Si volse verso il poeta, che non staccava lo sguardo dal suo viso, cominciando a parlare con voce bassa ma piena di calore.
Voi siete molto paziente con me, visto che ieri sera sono stata fredda e distaccata. Oggi sarà un giorno diverso e, se il vostro invito a pranzare è ancora valido, sarà per me un vero piacere seguirvi nell’osteria da voi scelta”. Voleva trasmettere senza ombre di dubbio la sua disponibilità alle attenzioni del poeta.
Tacque e aspettò con ansia che Goethe dicesse qualcosa, mentre il cuore in tumulto batteva a mille per la passione. Le pareva essere tornata adolescente quando gli uomini la corteggiavano per la sua fresca bellezza, percependo sensazioni che credeva ormai spente.
Il poeta, senza dire nulla, s’alzò, la prese fra le braccia e, dopo avere tolto il pennello e la tavolozza dalle mani, la baciò con trasporto.
Angelica lasciò fare e rispose con analogo slancio, assaporando il lungo bacio, mentre il viso pallido acquistava colore sulle gote.
I due amanti erano in piedi nel centro della stanza mentre un silenzio carico di tensione aleggiava a mezz’aria. Erano una splendida coppia e sembravano fatti uno per l’altro.
Si staccarono e, guardandosi negli occhi, scoppiarono in un riso allegro e festoso, quasi irrefrenabile, perché nessuno dei due aveva pensato che sarebbe arrivato questo momento così presto.

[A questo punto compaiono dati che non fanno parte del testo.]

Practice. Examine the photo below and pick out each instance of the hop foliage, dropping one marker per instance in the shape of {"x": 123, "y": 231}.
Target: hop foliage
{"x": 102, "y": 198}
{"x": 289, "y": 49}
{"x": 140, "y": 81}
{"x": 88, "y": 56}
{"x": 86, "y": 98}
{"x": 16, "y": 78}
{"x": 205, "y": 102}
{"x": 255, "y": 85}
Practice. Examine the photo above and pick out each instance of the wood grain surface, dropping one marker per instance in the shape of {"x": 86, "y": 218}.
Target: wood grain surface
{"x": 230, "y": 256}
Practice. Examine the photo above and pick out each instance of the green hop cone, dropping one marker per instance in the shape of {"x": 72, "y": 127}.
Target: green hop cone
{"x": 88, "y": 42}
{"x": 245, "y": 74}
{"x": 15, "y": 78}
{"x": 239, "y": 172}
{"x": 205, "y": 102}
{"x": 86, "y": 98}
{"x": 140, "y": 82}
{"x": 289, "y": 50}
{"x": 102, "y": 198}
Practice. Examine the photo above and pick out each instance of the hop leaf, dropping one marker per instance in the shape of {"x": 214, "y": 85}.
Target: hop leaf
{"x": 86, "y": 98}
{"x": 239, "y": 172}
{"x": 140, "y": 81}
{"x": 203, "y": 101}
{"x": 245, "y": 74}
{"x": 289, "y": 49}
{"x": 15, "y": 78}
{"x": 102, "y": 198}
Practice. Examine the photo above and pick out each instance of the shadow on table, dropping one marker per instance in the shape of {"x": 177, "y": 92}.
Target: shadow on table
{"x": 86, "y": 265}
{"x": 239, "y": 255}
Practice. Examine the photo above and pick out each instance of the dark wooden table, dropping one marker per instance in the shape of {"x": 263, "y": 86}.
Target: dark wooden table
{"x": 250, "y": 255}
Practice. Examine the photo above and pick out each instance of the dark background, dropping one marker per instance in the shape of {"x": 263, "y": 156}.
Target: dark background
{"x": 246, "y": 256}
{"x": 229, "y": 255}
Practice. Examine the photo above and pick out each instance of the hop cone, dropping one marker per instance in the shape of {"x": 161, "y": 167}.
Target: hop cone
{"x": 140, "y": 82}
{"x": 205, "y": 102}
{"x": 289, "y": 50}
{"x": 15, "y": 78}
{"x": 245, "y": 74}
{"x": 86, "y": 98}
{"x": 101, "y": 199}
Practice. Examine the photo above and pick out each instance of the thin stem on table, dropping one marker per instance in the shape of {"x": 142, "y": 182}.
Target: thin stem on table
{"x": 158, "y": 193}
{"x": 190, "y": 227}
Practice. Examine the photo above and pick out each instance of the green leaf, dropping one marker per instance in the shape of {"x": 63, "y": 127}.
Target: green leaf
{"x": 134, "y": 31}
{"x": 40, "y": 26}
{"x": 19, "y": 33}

Maestro, voi siete abile anche nell’arte amatoria e sapete come cogliere i fiori della bellezza” disse Angelica senza staccare lo sguardo da lui..
Goethe di rimando rispose immediatamente. “Voi siete una splendida rosa che matura sotto il sole di Roma! E’ piacevole cogliere fiori profumati in questo giardino rigoglioso e curato. Sarò un servo devoto per voi che mi terrete compagnia. Vi condurrò per mano in quella osteria a cui ho accennato ieri sera”.
La donna, che non aspettava altro che l’invito fosse rinnovato, replicò prontamente: “Siete galante e discreto come si conviene a un vero signore. Dunque non posso non accettare una lusinga così ben presentata. Sarà un vero piacere farvi compagnia per conversare amabilmente con voi, così virtuoso nell’eloquio. Quando vorrete, io sono pronta”.
Si pulì le mani in uno straccio, si sistemò il vestito, mentre osservava le reazioni di Goethe, che non si aspettava tanta arrendevolezza dopo il rifiuto della sera precedente. Lui c’era rimasto male, perché non credeva che si negasse al suo fascino ma adesso grande era stata la sorpresa, perché il giorno dopo mostrava nello sguardo e nelle parole che si era sbagliato. Quel viso pallido e quegli occhi scuri l’avevano colpito fino dal primo istante che aveva varcato la soglia dello studio tanto che aveva desiderato che diventasse la sua amante segreta.
Dopo aver riflettuto per un attimo, disse, sfoderando un dolce sorriso. “Voi siete la benvenuta al mio fianco e non aspettavo altro che il vostro consenso. Quindi mettiamo i mantelli e incamminiamoci verso il Tevere, mentre osserviamo lo splendido paesaggio di Roma illuminato dal sole”.
Richiusa la porta alle loro spalle, si incamminarono uno accanto all’altro verso l’osteria da Mario vicino al Tevere, parlando allegramente, tenendosi per mano.
Iniziò così la felicità sognata da entrambi.